Date Written: July 25, 2012

Abstract

Although revenue for recorded music has collapsed since the explosion of file sharing, results elsewhere suggest that the quality of new music has not suffered. One possible explanation is that digitization has allowed a wider range of firms to bring far more music to market using lower-cost methods of production, distribution, and promotion. Record labels have traditionally found it difficult to predict which albums will find commercial success, so many released albums fail while many nascent but unreleased albums might have been successful. Forces raising the number of products released may allow consumers to discover more appealing choices if they can sift through the offerings. Digitization has promoted both Internet radio and a growing cadre of online music reviewers, providing alternatives to radio airplay as means for new product discovery.
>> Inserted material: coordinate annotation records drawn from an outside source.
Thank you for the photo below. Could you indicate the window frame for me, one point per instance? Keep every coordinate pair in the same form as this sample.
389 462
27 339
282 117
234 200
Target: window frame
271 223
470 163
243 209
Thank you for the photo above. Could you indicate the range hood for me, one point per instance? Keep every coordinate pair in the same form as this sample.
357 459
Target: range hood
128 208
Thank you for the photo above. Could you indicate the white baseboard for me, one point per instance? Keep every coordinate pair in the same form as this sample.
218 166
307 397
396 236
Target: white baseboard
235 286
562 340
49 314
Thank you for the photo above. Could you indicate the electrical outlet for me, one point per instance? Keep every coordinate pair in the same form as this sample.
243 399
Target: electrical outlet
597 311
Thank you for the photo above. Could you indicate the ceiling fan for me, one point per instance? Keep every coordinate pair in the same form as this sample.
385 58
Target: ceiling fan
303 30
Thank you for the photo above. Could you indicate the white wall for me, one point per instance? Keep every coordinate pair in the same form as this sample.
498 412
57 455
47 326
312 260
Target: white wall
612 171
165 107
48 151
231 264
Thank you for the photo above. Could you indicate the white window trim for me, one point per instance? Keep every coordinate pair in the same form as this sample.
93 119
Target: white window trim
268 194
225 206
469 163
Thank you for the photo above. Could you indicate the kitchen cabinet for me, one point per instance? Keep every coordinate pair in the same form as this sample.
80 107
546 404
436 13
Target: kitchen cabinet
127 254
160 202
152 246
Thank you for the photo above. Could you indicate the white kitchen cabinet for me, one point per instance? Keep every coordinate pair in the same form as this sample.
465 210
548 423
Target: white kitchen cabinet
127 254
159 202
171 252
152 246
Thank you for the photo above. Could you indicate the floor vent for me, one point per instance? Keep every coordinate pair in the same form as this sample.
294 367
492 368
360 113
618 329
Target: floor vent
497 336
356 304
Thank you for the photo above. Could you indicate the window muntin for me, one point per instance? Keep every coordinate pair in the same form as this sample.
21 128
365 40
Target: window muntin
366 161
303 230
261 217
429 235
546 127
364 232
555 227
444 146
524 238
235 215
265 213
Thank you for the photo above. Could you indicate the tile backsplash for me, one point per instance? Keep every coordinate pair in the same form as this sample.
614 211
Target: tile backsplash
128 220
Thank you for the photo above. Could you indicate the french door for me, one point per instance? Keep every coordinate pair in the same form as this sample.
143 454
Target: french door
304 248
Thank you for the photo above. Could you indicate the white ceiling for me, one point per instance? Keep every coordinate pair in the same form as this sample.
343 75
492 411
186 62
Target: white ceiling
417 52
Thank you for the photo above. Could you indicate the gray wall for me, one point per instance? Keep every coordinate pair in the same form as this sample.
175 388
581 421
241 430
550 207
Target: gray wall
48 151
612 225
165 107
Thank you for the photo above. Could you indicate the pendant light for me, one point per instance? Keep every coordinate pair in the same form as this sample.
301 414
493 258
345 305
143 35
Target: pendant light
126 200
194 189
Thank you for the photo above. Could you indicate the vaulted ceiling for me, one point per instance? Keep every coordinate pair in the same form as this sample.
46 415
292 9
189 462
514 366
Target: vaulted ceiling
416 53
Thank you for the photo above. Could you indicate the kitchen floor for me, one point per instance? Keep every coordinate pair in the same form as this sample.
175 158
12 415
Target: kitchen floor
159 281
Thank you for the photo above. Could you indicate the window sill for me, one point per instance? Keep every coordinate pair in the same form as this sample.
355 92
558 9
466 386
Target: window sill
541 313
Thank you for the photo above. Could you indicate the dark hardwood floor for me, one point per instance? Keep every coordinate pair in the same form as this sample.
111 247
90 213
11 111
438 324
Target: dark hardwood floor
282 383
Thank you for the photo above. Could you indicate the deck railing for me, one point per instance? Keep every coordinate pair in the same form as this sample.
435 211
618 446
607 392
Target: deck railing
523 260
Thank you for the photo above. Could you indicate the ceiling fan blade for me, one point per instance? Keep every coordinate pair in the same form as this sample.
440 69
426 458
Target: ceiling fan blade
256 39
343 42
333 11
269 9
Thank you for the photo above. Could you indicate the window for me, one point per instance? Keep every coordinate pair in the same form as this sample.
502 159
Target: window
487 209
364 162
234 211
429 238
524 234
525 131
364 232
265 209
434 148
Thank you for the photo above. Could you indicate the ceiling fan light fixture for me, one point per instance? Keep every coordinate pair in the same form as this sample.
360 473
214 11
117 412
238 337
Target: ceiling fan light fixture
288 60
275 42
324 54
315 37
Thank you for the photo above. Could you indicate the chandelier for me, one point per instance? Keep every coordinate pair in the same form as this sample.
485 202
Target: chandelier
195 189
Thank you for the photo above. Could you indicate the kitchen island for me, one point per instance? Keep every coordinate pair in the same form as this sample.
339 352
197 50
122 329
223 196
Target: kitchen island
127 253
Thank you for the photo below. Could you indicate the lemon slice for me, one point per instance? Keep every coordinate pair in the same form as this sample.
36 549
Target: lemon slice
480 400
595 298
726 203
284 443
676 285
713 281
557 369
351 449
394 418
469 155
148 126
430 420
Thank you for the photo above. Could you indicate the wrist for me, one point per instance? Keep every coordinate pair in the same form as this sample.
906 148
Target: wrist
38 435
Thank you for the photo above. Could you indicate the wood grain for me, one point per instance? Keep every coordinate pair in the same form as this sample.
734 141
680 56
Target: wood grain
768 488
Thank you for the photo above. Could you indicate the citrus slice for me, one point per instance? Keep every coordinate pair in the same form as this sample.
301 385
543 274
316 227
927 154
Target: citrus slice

To explore this, I assemble data on new works of recorded music released between 1980 and 2010, along with data on particular albums’ sales, airplay on both traditional and Internet radio, and album reviews at Metacritic since 2000. First, I document that despite a substantial drop in major-label album releases, the total quantity of new albums released annually has increased sharply since 2000, driven by independent labels and purely digital products. Second, increased product availability has been accompanied by a reduction in the concentration of sales in the top albums. Third, new information channels – Internet radio and online criticism – change the number and kinds of products about which consumers have information. Fourth, in the past dozen years, increasing numbers of albums find commercial success without substantial traditional airplay. Finally, albums from independent labels – which previously might not have made it to market – account for a growing share of commercially successful albums.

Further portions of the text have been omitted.